Il s’avère que la déclaration comportait de fausses signatures et certains chercheurs ont condamné l’utilisation de leurs travaux.
Une lettre cosignée par Elon Musk et des milliers d’autres personnes demandant une pause dans la recherche sur l’intelligence artificielle a déclenché une tornade lorsque des chercheurs cités dans la lettre ont condamné l’utilisation de leurs travaux, que certains signataires se sont révélés être de fausses signatures et que d’autres sont revenus sur leur soutien.
Le 22 mars, plus de 1.800 signataires – dont M. Musk, le spécialiste des sciences cognitives Gary Marcus et le cofondateur d’Apple Steve Wozniak – ont demandé une pause de six mois dans le développement de systèmes « plus puissants » que le GPT-4. Des ingénieurs d’Amazon, de DeepMind, de Google, de Meta et de Microsoft ont également apporté leur soutien.

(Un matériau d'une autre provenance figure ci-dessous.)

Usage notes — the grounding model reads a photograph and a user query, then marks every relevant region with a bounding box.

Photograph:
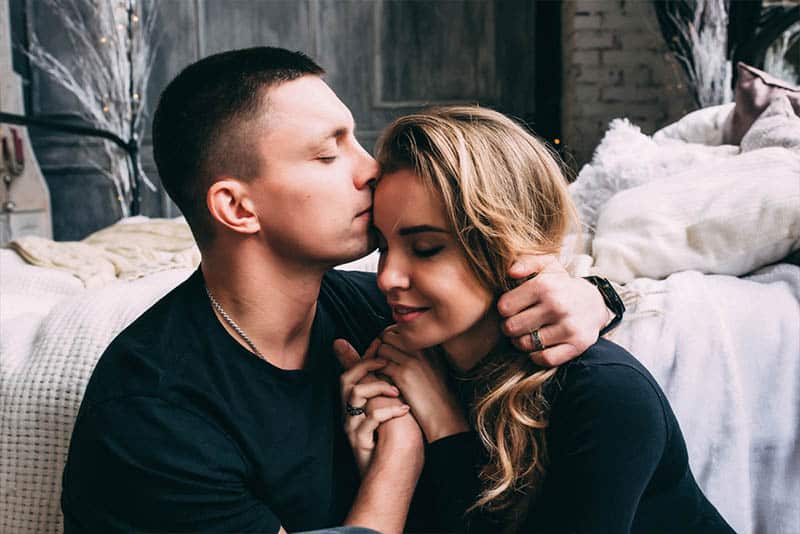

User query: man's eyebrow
[397,224,449,236]
[310,126,350,149]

Développé par OpenAI, une société cofondée par Musk et désormais soutenue par Microsoft, GPT-4 a développé la capacité de tenir une conversation semblable à celle d’un humain, de composer des chansons et de résumer de longs documents. De tels systèmes d’IA dotés d’une « intelligence rivalisant avec celle de l’homme » représentent un risque profond pour l’humanité, affirme la lettre.

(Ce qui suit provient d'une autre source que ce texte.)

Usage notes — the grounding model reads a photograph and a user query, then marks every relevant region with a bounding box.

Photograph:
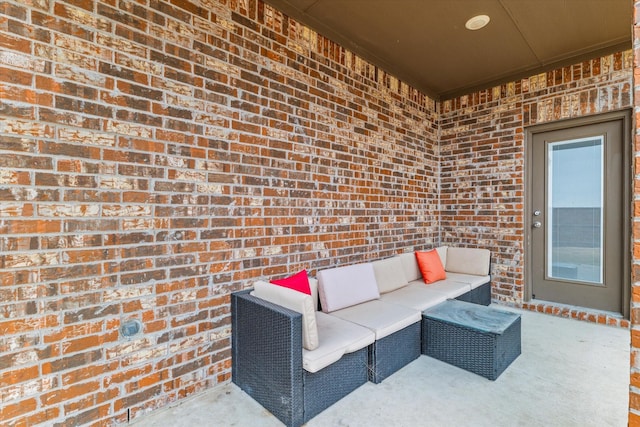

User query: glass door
[527,119,629,313]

« Les laboratoires d’IA et les experts indépendants devraient profiter de cette pause pour élaborer et mettre en œuvre conjointement un ensemble de protocoles de sécurité partagés pour la conception et le développement de l’IA avancée, qui soient rigoureusement vérifiés et supervisés par des experts externes indépendants », indique la lettre.
L’institut Future of Life, le groupe de réflexion qui a coordonné l’initiative, a cité 12 études réalisées par des experts, dont des universitaires et des employés actuels et anciens d’OpenAI, de Google et de sa filiale DeepMind. Cependant, quatre experts cités dans la lettre ont exprimé leur inquiétude quant à l’utilisation de leurs recherches pour formuler de telles affirmations.

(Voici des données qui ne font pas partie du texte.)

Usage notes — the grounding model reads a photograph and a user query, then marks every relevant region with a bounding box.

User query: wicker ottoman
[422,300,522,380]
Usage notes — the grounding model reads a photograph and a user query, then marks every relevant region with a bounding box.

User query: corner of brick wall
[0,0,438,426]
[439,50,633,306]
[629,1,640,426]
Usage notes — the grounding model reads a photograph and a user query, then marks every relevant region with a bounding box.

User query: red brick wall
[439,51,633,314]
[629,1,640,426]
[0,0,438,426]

Lors de son lancement initial, la lettre ne comportait pas de protocole de vérification des signatures et a recueilli des signatures de personnes qui ne l’avaient pas réellement signée, notamment Xi Jinping et Yann LeCun, le scientifique en chef de Meta spécialisé dans l’IA, qui a précisé sur Twitter qu’il ne la soutenait pas.
Les critiques ont accusé le Future of Life Institute (FLI), qui est principalement financé par la Fondation Musk, de donner la priorité à des scénarios apocalyptiques imaginaires plutôt qu’à des préoccupations plus immédiates concernant l’IA, telles que les préjugés racistes ou sexistes programmés dans les machines.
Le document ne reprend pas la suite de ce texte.